Para obtener mantequilla a partir de la nata cortada únicamente tendremos que seguir batiendo con ayuda del robot de cocina hasta que veamos que la textura se va tornando cada vez más sólida cuando la grasa se separa de la parte líquida. La crema se irá volviendo cada vez más espesa a medida que seguimos batiendo hasta que observemos que la textura ha cambiado por completo hasta hacerse lisa y homogénea. Una vez que se te ha cortado la nata, coloca un colador para quitar todo el suero, enjuaga bajo el grifo con agua fría, hasta obtener una mantequilla firme.
Para prepararla, tendremos que retirar el suero de la parte grasa y trabajar esta parte grasa (mantequilla) un poco para intentar refinarla. También podemos ayudarnos de un colador y presionar la mantequilla con el dorso de una cuchara para que salga todo el líquido. A continuación, es imprescindible lavar la mantequilla. Para ello, sumérgela en un bol con agua muy fría. El último paso será escurrirla de nuevo.

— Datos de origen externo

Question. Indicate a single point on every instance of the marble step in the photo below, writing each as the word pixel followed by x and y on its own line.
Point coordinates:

Amasar la mantequilla: Enjuaga la mantequilla bajo agua fría y amásala ligeramente con una espátula para eliminar el exceso de suero. Échale si quieres sal, azúcar o especias y hierbas a tu gusto. Y resérvela en la nevera. ¡Obtendrás mantequilla fresca, y no habrás desaprovechado nada! Para conservarla, envuélvela en papel aluminio y guárdala en un recipiente en la nevera.

Obtener Buttermilk
Una vez tengamos a punto la mantequilla, observaremos que en el recipiente queda una especie de leche aguada, ese líquido resultante tras el batido de la nata es el buttermilk o suero de mantequilla tradicional. Además, como tendremos que presionar levemente la mantequilla para que quede más compacta, obtendremos algo más de suero que podremos aprovechar.

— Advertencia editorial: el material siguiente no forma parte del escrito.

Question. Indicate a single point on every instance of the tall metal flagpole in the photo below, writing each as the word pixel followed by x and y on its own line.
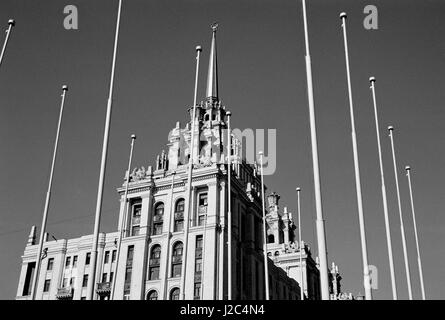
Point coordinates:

Consejos para evitar que la nata se corte la próxima vez
En nuestro artículo sobre cómo montar nata os explicamos cuatro formas diferentes de montar nata para tus recetas. Montar nata es una habilidad que mejora con la práctica, si te pasa al principio no te frustres, lo mejor es seguir intentándolo. Si nos pasamos demasiado tiempo montando la nata, inevitablemente se nos cortará y no nos quedará como habíamos previsto. La nata montada forma parte de un sinfín de recetas dulces, y para la mayoría de ellas la montamos con ayuda del robot de cocina porque es mucho más fácil y rápido. El primer paso crucial es elegir la nata adecuada.
- Usa nata con un contenido de grasa de al menos un 35%: La nata para montar debe tener un contenido de grasa del 35% o más. Esto se debe a que la grasa es lo que permite que la nata se airee y adquiera una textura esponjosa.
- Asegúrate de que esté bien fría antes de montarla: La nata debe estar bien fría antes de comenzar a montarla, idealmente a unos 2-4ºC (por debajo de 8°C). Esto ayuda a estabilizar las moléculas de grasa, permitiendo que se incorporen mejor al aire cuando se baten. Además, todos los utensilios que se utilicen, como el bol y las varillas, también deben estar fríos.
- No sobrebatas la nata: A veces cometemos el error de batir con demasiada efusividad. Y, sobre todo, ¡vigila el proceso mientras la montas! El Thermomix® es tan rápido y eficiente que la nata puede cortarse en cuestión de segundos si te despistas. La dirección en la que batas la nata deberá ser siempre la misma.